Jain, Ishaan (School: Richard Montgomery High School)
Sesetty, Anjan (School: Poolesville High School)
This project’s purpose was to efficiently and cost-effectively develop an obstructive sleep apnea monitoring and detection device (SMD-1) through the use of sensors and a novel machine learning algorithm. The solution created uses several microcontrollers, pressure tactile sensors, vibratory nodes, a microphone, and an AWS passageway. Obstructive sleep apnea (OSA) is a prevalent sleep disorder, in which breathing ceases due to frequent upper airway collapse. It causes oxygen desaturation and arousal, which disrupts normal sleep. The novel machine learning solution was built using Python generalized linear feature extraction models paired with TensorFlow, to create a trained artificial intelligence module. Using a dataset of 20 audio snoring files from a local sleep clinic, the module was trained while accounting loudness, Mel frequency Cepstral coefficients, formant frequencies, and pitch. When a patient is identified with an AHI (Apnea-Hypopnea Index) greater than 30, local authorities or relatives are alerted through the usage of AWS resources.
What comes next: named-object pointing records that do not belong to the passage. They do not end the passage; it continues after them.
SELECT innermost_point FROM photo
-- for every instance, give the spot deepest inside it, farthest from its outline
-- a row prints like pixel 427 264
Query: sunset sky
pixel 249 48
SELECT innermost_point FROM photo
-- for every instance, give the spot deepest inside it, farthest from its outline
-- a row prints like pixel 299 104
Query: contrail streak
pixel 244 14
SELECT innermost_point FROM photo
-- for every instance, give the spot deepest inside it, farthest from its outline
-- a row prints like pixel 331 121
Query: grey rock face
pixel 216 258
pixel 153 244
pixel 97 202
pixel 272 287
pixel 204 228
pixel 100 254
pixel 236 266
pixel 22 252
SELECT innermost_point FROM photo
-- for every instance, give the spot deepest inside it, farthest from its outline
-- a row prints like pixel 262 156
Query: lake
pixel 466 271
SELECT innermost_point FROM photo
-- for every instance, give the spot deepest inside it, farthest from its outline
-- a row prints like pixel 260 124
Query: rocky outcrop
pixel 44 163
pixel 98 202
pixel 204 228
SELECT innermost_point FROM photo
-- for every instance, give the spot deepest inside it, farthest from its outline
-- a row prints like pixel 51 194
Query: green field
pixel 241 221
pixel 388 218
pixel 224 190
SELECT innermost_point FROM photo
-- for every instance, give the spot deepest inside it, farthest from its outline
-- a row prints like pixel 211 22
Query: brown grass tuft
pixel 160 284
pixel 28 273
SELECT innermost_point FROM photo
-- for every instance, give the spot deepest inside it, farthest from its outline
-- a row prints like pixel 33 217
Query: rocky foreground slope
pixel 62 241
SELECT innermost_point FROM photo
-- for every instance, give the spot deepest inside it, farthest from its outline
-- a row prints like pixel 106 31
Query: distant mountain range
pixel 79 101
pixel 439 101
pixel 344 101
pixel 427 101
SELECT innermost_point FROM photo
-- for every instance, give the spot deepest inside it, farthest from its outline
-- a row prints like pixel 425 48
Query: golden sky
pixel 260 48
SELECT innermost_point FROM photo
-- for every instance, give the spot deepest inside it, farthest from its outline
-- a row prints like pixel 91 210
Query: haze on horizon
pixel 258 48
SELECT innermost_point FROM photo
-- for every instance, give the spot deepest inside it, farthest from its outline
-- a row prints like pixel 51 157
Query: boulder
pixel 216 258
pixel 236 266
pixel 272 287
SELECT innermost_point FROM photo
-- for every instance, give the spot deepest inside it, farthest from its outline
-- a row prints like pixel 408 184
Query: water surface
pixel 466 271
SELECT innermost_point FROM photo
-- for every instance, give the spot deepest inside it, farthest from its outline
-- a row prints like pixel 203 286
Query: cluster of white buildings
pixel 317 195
In addition, the prototype was engineered to track emergency seizure movement, and an implication to track the movement of Alzheimer’s patients during their sleep. The algorithm has an average accuracy of 97.3% on the tested dataset. The pressure response and vibratory response were both 100% for the 4 different head positions (while sleeping) and 20 audio files. With a cost of under $65, this device is the future of sleep monitoring and care. After collecting this data, it was concluded that this prototype was an accurate and cost-effective method to detect and monitor obstructive sleep apnea.